It should be a relieving thought. A triumph. But instead I’m hit by a squirming sensation of guilt in my stomach.
I swallow it down and ignore it. This is about survival. There’s no room for guilt.
With a small, half-forced smile, I reach over to touch his shirt. “You should get this cleaned up,” I say, low and teasing.
The moment the hem rises up over his waistband, he tenses and pulls away. I catch a glimpse of scarring on his pale stomach before he tugs his shirt back down.
“Yeah,” he says, expression shuttering. He pulls up his boxers and jeans, and gets up without looking at me again. He rinses his shirt in the sink without removing it, and I study the brace of his shoulders from behind, unsure what line I crossed. I just jerked him off while he looked into my eyes, and he won’t let me see his body?
It’s yet another reminder that I barely know this man. I can’t let my head fill with fanciful thoughts about him being gentle or sweet or sympathetic in any way. He helped his family kill my friends and cover it up. He’s keeping me chained in a goddamn basement.
I look at the shackle around my wrist and swallow hard. He’s never offered to remove it. Even Knox did that for me, if only for his own cruel games.

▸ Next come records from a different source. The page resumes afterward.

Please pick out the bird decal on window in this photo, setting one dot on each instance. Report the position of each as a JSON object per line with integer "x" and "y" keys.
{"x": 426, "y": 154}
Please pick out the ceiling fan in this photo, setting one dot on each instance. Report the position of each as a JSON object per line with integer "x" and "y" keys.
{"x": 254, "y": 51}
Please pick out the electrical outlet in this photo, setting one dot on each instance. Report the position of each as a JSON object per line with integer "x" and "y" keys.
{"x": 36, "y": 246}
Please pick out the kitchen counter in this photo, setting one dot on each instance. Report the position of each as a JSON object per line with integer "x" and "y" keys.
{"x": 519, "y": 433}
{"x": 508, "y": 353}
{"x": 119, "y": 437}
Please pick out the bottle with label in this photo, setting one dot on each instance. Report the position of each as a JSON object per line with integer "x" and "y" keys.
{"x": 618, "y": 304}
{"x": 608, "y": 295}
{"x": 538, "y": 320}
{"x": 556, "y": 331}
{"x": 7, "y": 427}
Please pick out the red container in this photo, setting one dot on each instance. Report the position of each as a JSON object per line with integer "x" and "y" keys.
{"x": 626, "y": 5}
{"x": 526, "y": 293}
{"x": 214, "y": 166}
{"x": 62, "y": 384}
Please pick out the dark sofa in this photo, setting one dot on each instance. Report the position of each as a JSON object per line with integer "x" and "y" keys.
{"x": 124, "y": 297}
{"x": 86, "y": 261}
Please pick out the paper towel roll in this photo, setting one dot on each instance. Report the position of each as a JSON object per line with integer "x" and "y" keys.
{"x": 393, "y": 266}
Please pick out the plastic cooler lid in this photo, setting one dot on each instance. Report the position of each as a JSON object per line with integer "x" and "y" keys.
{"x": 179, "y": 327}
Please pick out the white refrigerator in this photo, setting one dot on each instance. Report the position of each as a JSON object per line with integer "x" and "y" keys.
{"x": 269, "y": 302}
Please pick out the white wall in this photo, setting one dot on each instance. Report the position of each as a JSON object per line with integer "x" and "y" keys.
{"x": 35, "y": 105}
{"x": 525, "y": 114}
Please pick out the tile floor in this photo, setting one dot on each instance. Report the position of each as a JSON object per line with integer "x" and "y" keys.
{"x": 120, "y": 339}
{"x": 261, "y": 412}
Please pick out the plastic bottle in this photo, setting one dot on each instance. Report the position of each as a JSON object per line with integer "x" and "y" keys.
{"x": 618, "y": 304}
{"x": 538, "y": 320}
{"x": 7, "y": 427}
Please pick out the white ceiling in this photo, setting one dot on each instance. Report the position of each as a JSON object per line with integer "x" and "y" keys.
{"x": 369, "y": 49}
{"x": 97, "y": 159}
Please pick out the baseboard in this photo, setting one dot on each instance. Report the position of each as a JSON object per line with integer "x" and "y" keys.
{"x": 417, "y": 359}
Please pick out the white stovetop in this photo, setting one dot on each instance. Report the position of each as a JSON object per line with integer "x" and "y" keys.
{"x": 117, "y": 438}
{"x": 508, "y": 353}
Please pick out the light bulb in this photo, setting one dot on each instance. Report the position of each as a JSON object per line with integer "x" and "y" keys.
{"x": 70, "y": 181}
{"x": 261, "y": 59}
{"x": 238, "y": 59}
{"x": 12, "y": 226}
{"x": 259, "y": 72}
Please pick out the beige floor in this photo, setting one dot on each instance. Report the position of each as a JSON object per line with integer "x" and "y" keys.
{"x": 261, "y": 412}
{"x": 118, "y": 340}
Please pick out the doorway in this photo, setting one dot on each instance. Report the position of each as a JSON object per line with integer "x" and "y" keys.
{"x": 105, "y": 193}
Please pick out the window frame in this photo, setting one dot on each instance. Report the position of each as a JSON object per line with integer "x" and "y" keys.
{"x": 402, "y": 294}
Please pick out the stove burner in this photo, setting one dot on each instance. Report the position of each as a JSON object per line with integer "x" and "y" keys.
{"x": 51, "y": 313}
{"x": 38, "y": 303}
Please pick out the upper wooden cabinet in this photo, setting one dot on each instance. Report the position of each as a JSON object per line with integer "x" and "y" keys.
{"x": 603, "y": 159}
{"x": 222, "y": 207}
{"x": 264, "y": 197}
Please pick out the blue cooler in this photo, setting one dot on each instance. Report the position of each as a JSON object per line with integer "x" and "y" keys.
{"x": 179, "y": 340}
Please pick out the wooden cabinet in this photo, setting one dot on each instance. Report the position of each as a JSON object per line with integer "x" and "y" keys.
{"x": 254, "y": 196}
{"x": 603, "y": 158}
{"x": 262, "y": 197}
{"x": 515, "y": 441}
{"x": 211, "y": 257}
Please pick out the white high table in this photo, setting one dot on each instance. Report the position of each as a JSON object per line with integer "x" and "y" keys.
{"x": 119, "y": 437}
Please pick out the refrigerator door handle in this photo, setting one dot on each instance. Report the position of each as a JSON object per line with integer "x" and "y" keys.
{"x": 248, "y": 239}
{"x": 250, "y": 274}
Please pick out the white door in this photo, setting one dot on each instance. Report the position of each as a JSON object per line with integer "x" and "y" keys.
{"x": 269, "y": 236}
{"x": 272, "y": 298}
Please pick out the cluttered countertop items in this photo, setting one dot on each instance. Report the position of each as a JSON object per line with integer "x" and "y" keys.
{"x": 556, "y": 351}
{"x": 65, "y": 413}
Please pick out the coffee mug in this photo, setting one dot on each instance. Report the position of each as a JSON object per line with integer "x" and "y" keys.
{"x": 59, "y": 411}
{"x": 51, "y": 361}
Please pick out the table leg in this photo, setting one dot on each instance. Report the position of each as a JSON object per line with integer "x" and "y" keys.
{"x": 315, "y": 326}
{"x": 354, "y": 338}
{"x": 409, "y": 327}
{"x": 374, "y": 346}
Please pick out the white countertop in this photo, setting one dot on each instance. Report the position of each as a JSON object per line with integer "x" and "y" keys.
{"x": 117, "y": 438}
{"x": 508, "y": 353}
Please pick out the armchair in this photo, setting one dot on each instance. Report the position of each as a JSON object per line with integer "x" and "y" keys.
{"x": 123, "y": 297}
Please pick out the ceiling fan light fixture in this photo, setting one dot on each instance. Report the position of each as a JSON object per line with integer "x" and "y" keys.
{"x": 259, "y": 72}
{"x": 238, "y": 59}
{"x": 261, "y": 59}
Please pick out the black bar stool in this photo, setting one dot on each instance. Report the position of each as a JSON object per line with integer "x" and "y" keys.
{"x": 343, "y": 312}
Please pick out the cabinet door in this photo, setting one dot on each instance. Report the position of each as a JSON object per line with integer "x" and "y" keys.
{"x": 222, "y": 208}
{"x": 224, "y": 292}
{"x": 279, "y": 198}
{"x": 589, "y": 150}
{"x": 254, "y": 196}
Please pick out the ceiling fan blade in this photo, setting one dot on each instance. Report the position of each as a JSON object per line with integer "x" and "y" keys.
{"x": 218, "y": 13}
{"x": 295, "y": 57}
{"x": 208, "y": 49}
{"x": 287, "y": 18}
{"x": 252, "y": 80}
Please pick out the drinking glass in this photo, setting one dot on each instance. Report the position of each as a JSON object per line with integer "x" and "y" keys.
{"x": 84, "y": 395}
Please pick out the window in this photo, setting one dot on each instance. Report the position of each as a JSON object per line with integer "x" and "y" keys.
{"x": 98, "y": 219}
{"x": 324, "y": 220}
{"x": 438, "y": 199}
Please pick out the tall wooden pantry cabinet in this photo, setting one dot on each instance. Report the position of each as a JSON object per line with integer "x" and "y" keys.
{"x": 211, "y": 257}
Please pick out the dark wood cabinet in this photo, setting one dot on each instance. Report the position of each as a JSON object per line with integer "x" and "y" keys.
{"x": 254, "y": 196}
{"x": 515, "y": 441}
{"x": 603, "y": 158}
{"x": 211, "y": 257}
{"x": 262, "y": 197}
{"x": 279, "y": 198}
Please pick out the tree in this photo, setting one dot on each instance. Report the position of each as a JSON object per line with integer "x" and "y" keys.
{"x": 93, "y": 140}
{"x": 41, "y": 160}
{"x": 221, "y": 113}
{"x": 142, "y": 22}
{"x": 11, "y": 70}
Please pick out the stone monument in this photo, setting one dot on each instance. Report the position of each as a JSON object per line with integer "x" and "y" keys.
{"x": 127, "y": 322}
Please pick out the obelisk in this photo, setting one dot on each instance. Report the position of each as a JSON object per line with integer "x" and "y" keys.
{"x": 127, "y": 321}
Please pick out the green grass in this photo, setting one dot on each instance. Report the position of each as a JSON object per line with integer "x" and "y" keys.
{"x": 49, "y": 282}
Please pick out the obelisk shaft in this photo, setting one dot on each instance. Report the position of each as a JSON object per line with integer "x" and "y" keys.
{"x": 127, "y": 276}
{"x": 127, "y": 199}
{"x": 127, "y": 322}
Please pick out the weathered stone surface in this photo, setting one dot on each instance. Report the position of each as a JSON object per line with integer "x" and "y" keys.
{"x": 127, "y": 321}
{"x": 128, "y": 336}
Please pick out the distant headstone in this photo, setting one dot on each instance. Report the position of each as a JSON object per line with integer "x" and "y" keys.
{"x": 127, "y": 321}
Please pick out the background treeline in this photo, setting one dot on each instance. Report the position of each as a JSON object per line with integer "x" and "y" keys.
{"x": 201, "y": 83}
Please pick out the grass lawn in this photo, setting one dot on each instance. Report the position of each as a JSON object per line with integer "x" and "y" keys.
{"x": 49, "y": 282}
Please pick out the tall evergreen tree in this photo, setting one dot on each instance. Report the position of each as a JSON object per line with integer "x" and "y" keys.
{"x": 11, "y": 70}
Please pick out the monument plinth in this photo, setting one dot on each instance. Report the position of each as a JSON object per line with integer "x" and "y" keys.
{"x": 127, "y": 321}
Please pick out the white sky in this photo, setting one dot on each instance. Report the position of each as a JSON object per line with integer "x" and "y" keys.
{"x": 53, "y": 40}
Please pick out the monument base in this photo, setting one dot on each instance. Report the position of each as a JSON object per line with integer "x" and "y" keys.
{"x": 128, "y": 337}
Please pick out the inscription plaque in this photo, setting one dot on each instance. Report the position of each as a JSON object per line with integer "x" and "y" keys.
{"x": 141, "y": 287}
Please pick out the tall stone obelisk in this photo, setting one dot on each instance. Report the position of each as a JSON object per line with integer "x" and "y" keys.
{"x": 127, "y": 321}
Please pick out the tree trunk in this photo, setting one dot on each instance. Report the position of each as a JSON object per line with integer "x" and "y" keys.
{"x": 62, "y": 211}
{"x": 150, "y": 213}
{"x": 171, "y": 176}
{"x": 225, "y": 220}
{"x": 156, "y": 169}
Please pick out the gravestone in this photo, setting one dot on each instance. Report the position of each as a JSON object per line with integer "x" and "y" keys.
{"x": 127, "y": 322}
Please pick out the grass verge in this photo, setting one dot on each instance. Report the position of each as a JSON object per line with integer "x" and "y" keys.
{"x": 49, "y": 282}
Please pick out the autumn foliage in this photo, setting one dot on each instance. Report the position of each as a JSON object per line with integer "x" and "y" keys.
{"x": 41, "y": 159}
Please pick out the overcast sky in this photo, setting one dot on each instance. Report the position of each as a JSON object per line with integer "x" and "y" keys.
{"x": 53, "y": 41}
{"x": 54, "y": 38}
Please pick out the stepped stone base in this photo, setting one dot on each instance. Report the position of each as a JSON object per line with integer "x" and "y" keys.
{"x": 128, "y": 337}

I lie back on the mattress, facing away from Kai and staring at the wall. I shut my eyes and pretend not to hear when he whispers my name like a question. A few minutes later, his footsteps retreat up the stairs.
?Chapter Twenty-Two
Kai
Ileave the basement, creep upstairs, and grab the knife from under my pillow. Then I slip back out and stand in front of my brother’s bedroom door.
Over and over again, I play it out in my head. Open the door, tiptoe to the bed, and shove the blade into his chest. No— his neck would be faster. Or his eye?
I think back to the deer I killed. The neck sounds right. One quick slash and it’s all over. But when I think of all the blood, of Knox’s eyes staring up at me, the knife’s hilt grows slick in my palm.
No matter what he’s done, I don’t think I can kill my brother. But I could at least hurt him. Scare him. Violence is the only language my family respects; it’s time for me to learn how to speak it. Maybe then they’ll take me seriously, for once.
I tighten my shaking fingers.Come on.I can do this. I have to. For Riley. I’m lucky Knox didn’t kill her today when I was gone. I think of those bruises on her pale soft skin, and harden my resolve, reaching for the door handle—
The floor creaks inside his bedroom. I jerk back, press my ear to the door instead. Is he awake in there?
He might be. He might be standing in there just waiting for me, knowing I’d try something when I saw what he did to Riley. He’s probably armed, too.
I can’t win against him in an all-out fight. And the noise would just bring Dad.
Gritting my teeth, I pull back, and exhale the fire out of my lungs. Not tonight. But one of these nights, I’m going to do it.